The situation in Yemen reflects an ongoing struggle between the supporters of the previous Yemeni president, Ali Saleh, and the new transitional government, headed by A.R. Mansour. Many of Ali Saleh’s relatives are still in important military positions and have refused to surrender their authority, which has led to a division and conflict in the Yemeni army. This situation enhanced the emergence of al-Qaeda in southern Yemen, which is posing a threat to the security of the Arab Gulf states and the U.S. This situation led President Obama to sign a new law, which will penalize any state that contributes to the instability of Yemen. Furthermore, the U.S. military is helping the Yemeni military forces attack al-Qaeda’s forces in southern Yemen. The Yemeni situation is more complicated than the presence of al-Qaeda there. More than half of the Yemeni population is living below the poverty index level, and in addition, the unemployment rates are high. Also, Yemen is among the world’s five states that are most water poverty stricken. This has impacted the agriculture sector. Yemen depends on food imports. Yemen needs a comprehensive economic development program that will lead to the creation of new jobs, which will impact the strength and influence of al-Qaeda in Yemen. The U.S. and the oil-producing Arab Gulf states could play a constructive role that will be more influential in defeating al-Qaeda. This would be more effective than the current military strategy.
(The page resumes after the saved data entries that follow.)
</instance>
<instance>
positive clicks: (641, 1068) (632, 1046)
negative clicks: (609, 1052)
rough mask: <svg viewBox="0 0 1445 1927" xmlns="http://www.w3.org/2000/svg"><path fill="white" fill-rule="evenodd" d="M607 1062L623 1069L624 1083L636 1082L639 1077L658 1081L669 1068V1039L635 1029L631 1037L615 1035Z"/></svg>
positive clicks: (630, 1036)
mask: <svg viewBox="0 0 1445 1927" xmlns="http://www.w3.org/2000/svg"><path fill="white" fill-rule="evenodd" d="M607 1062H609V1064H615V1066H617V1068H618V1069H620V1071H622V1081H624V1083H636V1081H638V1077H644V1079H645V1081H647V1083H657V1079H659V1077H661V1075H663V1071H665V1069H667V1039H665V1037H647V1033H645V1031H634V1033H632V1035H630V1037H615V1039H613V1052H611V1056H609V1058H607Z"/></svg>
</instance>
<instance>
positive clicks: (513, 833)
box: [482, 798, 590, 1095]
The Libyan situation is still in a state of reorganizing its political situation to bring harmony to the various political groups and tribal affiliations that will lead the country to its first free political election.
Egypt will experience its first free and democratic presidential election in a few days (May 23rd and 24th, 2012). Regardless of who will be elected, the Egyptian political model will have an impact on the rest of the Arab world.